# Everyone else seems to be doing videos...



## hobbyhorse23 (Feb 6, 2007)

This is a video of Kody tackling the Dry Gulch hazard at Happ's in the fall VSE Driving Trials Twice event this September. Keep in mind that we are still training level so we aren't allowed to canter, and Kody was already tired from doing a full driving trial and marathon the day before and a dressage test that morning so he was dragging tail on the way out of the hazard. :lol: The poor guy had been completely out of harness with a major respiratory bug for two months before this event and had only been back in training for a week, so he was quite out of condition. It's a measure of how much he enjoys CDE's that he perked up and ran the hazard as well as he did. My goal with him is always smooth and flowing rather than fast so I took advantage of the Hyperbike's incredibly short turn radius and kept a smooth line. The video of the hazards where I took more innovative routes didn't come out, sadly.

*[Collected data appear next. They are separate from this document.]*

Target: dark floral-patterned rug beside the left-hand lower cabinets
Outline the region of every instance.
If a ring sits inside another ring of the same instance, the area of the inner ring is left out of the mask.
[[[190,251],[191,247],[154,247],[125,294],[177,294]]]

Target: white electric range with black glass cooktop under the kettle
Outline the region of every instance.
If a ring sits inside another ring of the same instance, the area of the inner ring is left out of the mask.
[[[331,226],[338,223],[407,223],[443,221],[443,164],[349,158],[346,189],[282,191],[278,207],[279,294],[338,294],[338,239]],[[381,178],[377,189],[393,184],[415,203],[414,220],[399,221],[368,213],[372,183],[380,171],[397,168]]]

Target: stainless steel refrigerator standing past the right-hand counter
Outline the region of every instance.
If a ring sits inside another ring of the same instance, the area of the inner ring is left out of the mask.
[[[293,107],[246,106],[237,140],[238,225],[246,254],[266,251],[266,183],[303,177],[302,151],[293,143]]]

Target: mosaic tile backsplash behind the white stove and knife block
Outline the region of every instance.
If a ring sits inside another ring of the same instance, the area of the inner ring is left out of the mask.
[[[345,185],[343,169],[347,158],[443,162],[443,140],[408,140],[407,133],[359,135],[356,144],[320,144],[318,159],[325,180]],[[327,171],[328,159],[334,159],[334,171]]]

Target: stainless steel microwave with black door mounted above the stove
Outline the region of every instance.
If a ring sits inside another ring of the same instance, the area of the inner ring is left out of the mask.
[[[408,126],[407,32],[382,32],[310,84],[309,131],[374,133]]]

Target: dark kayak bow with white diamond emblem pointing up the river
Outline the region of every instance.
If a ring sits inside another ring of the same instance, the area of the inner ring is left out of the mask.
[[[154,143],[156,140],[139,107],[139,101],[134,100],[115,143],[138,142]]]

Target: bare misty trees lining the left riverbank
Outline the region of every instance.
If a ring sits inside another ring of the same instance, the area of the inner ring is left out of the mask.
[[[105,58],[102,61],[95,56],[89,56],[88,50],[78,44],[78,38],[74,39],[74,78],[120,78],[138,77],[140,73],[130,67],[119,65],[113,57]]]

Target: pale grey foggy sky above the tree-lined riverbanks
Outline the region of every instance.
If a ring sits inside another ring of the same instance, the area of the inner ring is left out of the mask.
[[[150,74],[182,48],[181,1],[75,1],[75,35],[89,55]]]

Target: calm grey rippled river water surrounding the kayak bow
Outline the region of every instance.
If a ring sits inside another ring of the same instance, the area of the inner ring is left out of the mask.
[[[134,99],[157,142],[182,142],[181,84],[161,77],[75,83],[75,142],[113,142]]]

Please let me know if you can see this!

Oh, and please ignore my unprofessional "Turn, turn, turn!" LOL. He didn't quite make his corner and caught me by surprise as we bounced off a hillside.



:



Leia


----------



## ClickMini (Feb 6, 2007)

Oh Leia, is that not the MOST fun hazard??? Yes I was able to see it (and re-live the experience). I will be back in the CDEs in the future, for sure. I do love my Happ's!


----------



## angel_cowgirl (Feb 6, 2007)

Very interesting, I've never send that before.


----------



## rabbitsfizz (Feb 6, 2007)

I _WANT_ a Hyperbike!!!

Looks like real fun, which, at the end of the day, is what it is always about.

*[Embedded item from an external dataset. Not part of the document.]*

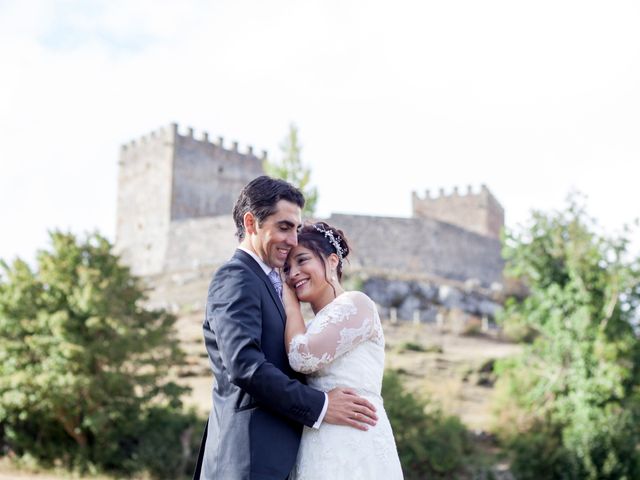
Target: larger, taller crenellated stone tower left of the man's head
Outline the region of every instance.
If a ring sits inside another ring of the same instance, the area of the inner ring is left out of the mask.
[[[263,152],[263,158],[266,152]],[[194,138],[171,124],[122,146],[118,173],[116,249],[136,275],[160,273],[173,222],[230,215],[238,192],[263,175],[262,160]]]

Just wish all people could remember that!!


----------



## GMAMINIS (Feb 6, 2007)

VERY NICE! :aktion033: :aktion033:


----------



## Soggy Bottom Ranch (Feb 6, 2007)

Cool video Leia! Definately looks fun!


----------



## miniapp (Feb 6, 2007)

Leia... HOW FUN is THAT!! :aktion033: Loved it....

Suzy Hooper

Show Horses by Suzy

Fresno, CA


----------



## tifflunn (Feb 6, 2007)

:aktion033: :aktion033: :aktion033: That looks like so much fun!!!!! :aktion033: :aktion033: :aktion033:


----------



## Bluerocket (Feb 7, 2007)

That was GREAT!! I love your hyperbike - looks soooo comfortable for BOTH of you.

What fun!

JJay


----------



## Debby - LB (Feb 7, 2007)

Very cool -Love the Hyperbike!!


----------



## NyborFarm (Feb 7, 2007)

I can't wait untill I get my mini going for combined driving!! I would love to try the hyperbike, though I don't think anyone in my area has one.

(Evil dialup wouldn't let me see this, luckly I have highspeed wireless at college)


----------